MemGuard [180] is another work which provides memory performance isolation while still maximizing memory bandwidth utilization, based on resource reservation or reclaiming techniques. MemGuard dynamically reserves and regulates per-core memory bandwidth or accesses based on hardware performance counters. If a core exceeds the predefined maxi- mum access usage, an interrupt will cause the core to jump back to the OS-level bandwidth regulator. As a result, the DRAM bandwidth is partitioned among cores guaranteeing a minimum bandwidth for each core. MemGuard dynamically adjusts the resource provi- sion based on its actual usage. For example, when the task is highly demanding on the resource, it can try to reclaim some possible spare resources from other tasks; on the other hand, when it consumes less than the reserved amount, it can share the extra resource with others. Another way to achieve predictability can be DRAM bank-aware allocation (PALLOC) proposed by H. Yun [179]. However, on some platforms (such as NVIDIA TX1), controlling DRAM bank allocation is problematic due to address randomization aimed at improving average performance.

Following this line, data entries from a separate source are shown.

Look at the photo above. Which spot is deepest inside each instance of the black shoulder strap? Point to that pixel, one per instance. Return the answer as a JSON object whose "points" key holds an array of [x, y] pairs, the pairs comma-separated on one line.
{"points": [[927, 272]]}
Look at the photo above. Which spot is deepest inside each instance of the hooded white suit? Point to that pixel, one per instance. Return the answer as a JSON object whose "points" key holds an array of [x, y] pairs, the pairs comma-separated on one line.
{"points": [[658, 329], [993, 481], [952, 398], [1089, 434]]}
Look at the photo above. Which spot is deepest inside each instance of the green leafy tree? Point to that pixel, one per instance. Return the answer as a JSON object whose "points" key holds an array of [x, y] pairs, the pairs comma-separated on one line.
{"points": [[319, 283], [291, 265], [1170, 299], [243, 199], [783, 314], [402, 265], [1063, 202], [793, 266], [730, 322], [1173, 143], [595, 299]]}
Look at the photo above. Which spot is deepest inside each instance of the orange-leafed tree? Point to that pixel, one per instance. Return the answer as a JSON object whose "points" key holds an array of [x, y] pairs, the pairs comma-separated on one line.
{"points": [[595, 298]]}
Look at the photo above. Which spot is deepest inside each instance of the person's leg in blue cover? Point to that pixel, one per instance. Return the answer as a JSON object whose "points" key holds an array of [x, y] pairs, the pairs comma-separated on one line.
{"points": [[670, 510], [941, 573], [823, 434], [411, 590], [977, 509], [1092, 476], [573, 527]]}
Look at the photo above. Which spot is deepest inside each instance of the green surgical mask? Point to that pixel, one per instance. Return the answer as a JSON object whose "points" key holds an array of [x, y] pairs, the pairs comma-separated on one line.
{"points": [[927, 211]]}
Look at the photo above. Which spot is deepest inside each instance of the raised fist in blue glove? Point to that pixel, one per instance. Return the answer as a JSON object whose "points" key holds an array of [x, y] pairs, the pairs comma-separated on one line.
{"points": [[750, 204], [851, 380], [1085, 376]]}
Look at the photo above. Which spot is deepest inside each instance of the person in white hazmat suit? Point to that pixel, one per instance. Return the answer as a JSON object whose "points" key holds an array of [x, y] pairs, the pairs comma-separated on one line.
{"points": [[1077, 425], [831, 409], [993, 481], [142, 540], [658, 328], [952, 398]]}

From higher level, Mancuso et al. [106] proposed OS-level techniques for COTS mul- ticore architectures that partition the system into isolated single-core virtual machines. Usually, modular per-core certification cannot be performed in COTS multicore systems due to shared resource interference. However, this work allows per-core schedulability re- sults to be calculated in isolation and to hold when multiple cores run in parallel. Thus, existing software and schedulability analysis developed for single-core can be used as is in a multicore environment by utilizing the proposed single-core-equivalent virtual machines.